Patients should be instructed to monitor pin sites and all wounds for signs of infection: increased local redness or warmth, pain, or exudate. A fever also may be present. If the patient has any doubts, he or she should contact the therapist or doctor at once, and if the therapist identifies a possible infection, it should be reported immediately to the attending physician. A culture may be necessary to determine the appropriate antibiotic treatment.
Superficial Scar Management
Although the exact mechanism is still under investigation, continuous pressure over a bulky superficial scar flattens it and may make it softer, more elastic, and more cosmetically acceptable to the patient. In the hand, continuous pressure can be provided with elasticized gloves such as Jobst gloves (Jobst Co., Toledo, OH), with Coban elasticized paper bandage (3M Coban Self-Adherent Wraps; 3M Co., St. Paul, MN), or for firmer and more localized pressure, with elastomer or gel sheets (mineral oil-based or silicone gel).
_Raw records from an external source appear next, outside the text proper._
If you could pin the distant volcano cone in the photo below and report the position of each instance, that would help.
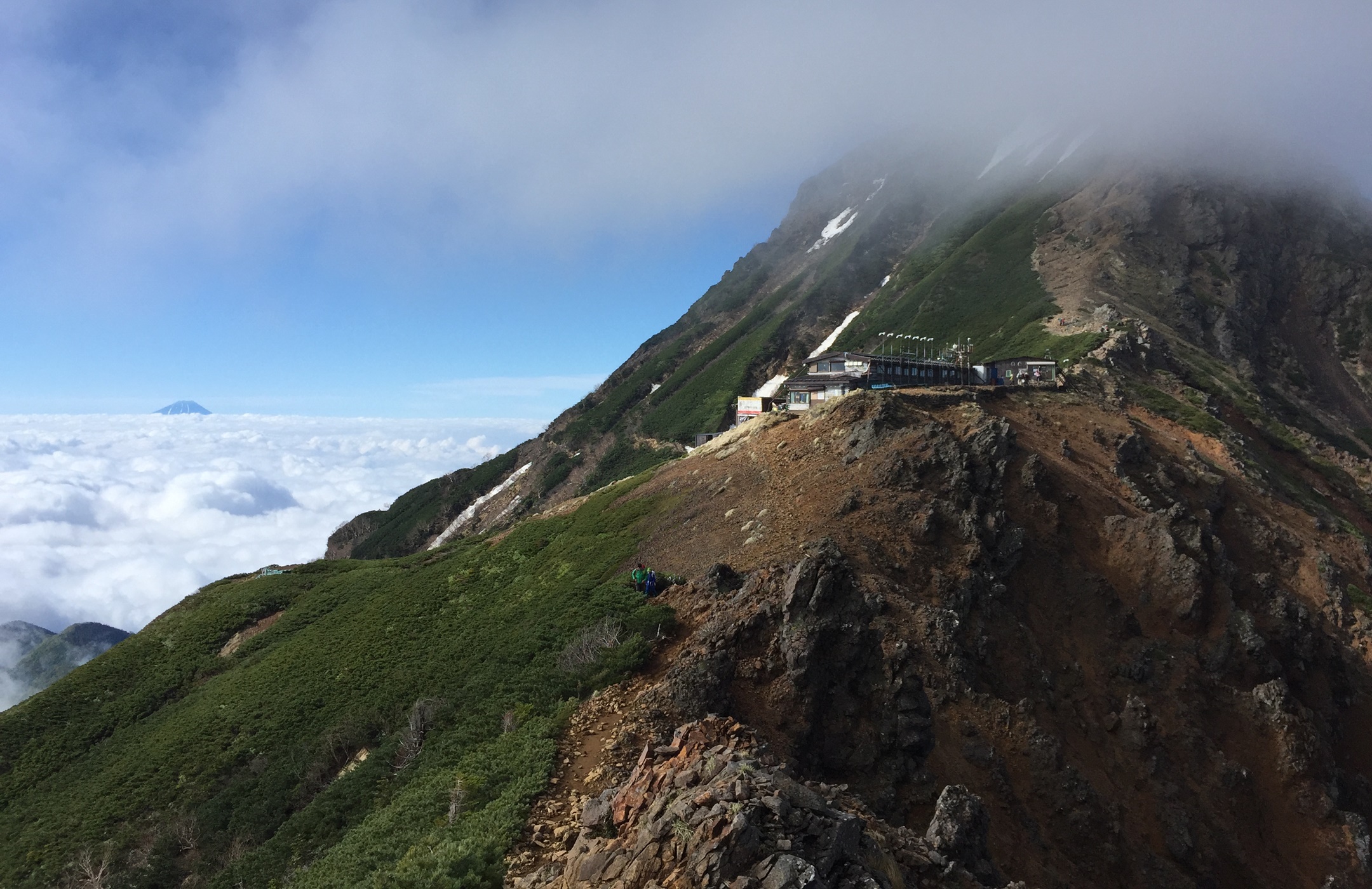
(183, 408)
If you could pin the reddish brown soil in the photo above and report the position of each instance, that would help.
(1172, 777)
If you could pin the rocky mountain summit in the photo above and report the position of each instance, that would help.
(1095, 622)
(1116, 631)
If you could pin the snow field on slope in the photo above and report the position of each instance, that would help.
(117, 518)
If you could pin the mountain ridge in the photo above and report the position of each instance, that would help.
(1116, 633)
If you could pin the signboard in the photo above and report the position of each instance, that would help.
(750, 405)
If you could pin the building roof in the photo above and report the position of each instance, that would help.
(821, 380)
(840, 354)
(1019, 358)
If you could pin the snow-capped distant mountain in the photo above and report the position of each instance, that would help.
(183, 408)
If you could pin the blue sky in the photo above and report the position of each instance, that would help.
(478, 209)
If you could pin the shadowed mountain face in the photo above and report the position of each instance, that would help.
(17, 639)
(37, 657)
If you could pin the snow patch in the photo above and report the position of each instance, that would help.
(481, 501)
(1076, 143)
(832, 338)
(770, 387)
(1025, 135)
(835, 228)
(1072, 149)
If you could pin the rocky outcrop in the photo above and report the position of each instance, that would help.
(713, 808)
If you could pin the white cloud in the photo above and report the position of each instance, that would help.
(420, 126)
(116, 518)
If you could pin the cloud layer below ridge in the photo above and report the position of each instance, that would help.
(117, 518)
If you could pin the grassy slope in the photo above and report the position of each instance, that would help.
(161, 730)
(416, 509)
(976, 281)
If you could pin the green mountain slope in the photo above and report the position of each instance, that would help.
(234, 767)
(918, 216)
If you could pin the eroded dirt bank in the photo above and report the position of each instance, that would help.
(1146, 669)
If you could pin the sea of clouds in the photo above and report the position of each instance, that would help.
(116, 518)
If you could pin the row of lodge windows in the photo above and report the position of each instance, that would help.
(920, 372)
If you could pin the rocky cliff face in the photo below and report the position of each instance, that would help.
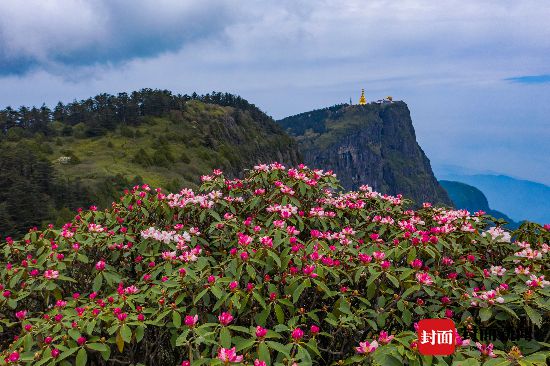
(373, 144)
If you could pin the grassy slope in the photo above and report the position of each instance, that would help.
(203, 137)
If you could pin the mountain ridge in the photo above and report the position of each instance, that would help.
(371, 144)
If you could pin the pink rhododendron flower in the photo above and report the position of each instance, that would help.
(384, 338)
(191, 320)
(13, 357)
(366, 347)
(260, 332)
(225, 318)
(297, 334)
(51, 274)
(100, 266)
(486, 350)
(229, 355)
(424, 278)
(537, 281)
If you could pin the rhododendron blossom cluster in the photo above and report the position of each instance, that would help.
(278, 267)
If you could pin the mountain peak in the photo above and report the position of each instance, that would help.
(372, 144)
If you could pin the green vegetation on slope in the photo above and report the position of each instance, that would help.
(372, 144)
(70, 162)
(472, 199)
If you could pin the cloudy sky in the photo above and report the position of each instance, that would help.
(476, 75)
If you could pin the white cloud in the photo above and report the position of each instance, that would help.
(447, 59)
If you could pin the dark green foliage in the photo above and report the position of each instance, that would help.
(313, 120)
(167, 139)
(470, 198)
(372, 144)
(25, 190)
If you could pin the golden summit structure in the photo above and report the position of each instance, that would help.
(362, 100)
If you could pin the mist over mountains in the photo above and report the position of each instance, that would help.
(520, 199)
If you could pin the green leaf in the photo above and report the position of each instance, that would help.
(412, 255)
(246, 343)
(126, 333)
(140, 332)
(67, 353)
(279, 313)
(263, 353)
(176, 319)
(182, 338)
(100, 347)
(81, 357)
(534, 315)
(225, 337)
(485, 314)
(299, 290)
(119, 342)
(393, 280)
(275, 257)
(98, 281)
(278, 347)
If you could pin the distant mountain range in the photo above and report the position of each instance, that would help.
(519, 199)
(372, 144)
(470, 198)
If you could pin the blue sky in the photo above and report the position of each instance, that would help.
(476, 75)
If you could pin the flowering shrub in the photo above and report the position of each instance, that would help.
(276, 268)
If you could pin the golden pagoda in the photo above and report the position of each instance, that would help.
(362, 100)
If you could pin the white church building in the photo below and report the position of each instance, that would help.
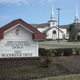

There are two types of elastomer, both of which are applied quickly to allow time to set through a catalytic reaction. For the first type, the catalyst is added to a sticky liquid and thoroughly mixed before applying. For the second type, equal parts of two different putties are mixed in the therapist’s hands. One of the two putties is the catalyst. As the elastomer sets, it forms an exact mold of the scar and all the skin creases ( Fig. 95-3 online). For the best results the pad is worn constantly if possible, and is held in place by a closely fitting orthosis or Coban wrapping. As the scar compresses over time, new molds must be made to accommodate changes.